Dialoghi serrati, forma rigorosa, Ozon è chirurgico e ironico in un’opera che sembra, in un primo momento distante, dalla sua filmografia. Grazie a Dio è una continua oscillazione tra le diverse esistenze delle vittime e il regista lo fa mantenendo sempre un rigore e una fedeltà verso il racconto dei fatti.
Da maestro del thriller psicologico, raffinato e perturbante, Ozon continua il suo gioco del doppio, qui del quadruplo, concentrandosi sulla reazione al dramma entrando nelle case dei suoi personaggi. Diverso l’arredo, diverso lo stile di vita, l’estrazione sociale, diverso il dolore. Ogni personaggio/vittima ha un suo spazio, un suo tempo a cui il regista dedica attenzione per cercare di essere il più obiettivo possibile ma si sa, difficile rimanere imparziali, e il cinema di Ozon si muove sempre su altri registri. Ozon scruta e indaga la psicologia di chi viene coinvolto, attraverso l’indagine formale, attraverso l’inchiesta.

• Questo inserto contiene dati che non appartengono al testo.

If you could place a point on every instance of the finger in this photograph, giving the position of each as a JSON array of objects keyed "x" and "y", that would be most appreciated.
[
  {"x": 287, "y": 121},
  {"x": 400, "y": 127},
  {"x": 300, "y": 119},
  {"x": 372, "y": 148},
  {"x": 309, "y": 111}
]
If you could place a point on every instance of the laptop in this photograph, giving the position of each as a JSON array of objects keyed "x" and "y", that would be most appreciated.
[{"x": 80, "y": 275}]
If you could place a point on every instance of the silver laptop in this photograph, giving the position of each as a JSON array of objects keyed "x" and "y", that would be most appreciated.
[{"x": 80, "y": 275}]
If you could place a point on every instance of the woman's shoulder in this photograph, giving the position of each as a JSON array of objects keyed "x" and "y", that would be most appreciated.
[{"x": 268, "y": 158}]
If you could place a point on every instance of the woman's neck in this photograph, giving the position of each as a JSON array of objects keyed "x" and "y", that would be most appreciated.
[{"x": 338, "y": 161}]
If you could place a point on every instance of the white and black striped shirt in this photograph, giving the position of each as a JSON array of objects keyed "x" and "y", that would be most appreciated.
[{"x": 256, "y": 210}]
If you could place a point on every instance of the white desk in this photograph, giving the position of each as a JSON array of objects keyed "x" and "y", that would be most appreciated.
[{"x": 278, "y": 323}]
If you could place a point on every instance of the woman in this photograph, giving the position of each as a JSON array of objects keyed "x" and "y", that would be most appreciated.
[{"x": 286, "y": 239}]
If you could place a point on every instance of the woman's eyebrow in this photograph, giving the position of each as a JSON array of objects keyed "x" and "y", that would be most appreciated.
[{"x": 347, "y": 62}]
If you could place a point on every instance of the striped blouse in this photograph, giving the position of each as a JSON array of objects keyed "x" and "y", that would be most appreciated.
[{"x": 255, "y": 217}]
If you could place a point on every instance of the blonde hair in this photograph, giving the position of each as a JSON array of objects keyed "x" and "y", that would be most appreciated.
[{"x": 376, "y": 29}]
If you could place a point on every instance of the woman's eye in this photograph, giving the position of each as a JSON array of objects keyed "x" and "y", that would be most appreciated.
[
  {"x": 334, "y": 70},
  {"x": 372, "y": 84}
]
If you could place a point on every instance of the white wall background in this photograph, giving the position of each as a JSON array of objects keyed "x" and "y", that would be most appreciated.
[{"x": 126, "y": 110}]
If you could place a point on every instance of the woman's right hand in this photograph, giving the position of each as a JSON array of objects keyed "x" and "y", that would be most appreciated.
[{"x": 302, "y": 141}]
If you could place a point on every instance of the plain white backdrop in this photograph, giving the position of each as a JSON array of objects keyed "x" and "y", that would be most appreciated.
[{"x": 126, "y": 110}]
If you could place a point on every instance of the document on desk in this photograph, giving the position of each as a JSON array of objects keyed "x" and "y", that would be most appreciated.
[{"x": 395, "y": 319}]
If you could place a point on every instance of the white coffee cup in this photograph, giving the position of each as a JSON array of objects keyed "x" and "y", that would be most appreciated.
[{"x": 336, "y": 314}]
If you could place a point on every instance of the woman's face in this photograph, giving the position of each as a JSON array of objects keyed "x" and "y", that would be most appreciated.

«Grazie a Dio, i fatti a cui si fa riferimento sono tutti prescritti» afferma senza pensare Barbarin durante una conferenza stampa, e da qui arriva la frase che dà il titolo al film, tagliente e affilato momento che tradisce il porporato, l’uomo imputato nel processo che ancora deve concludersi. In una dialettica tra fatti e individui, Ozon denuncia la colpa collettiva, la colpa di un sistema. Il regista costruisce ad arte un contrappunto tra particolare e generale, affinché tutto vacilli, tutto possa essere messo in dubbio. Persino la fede più cieca.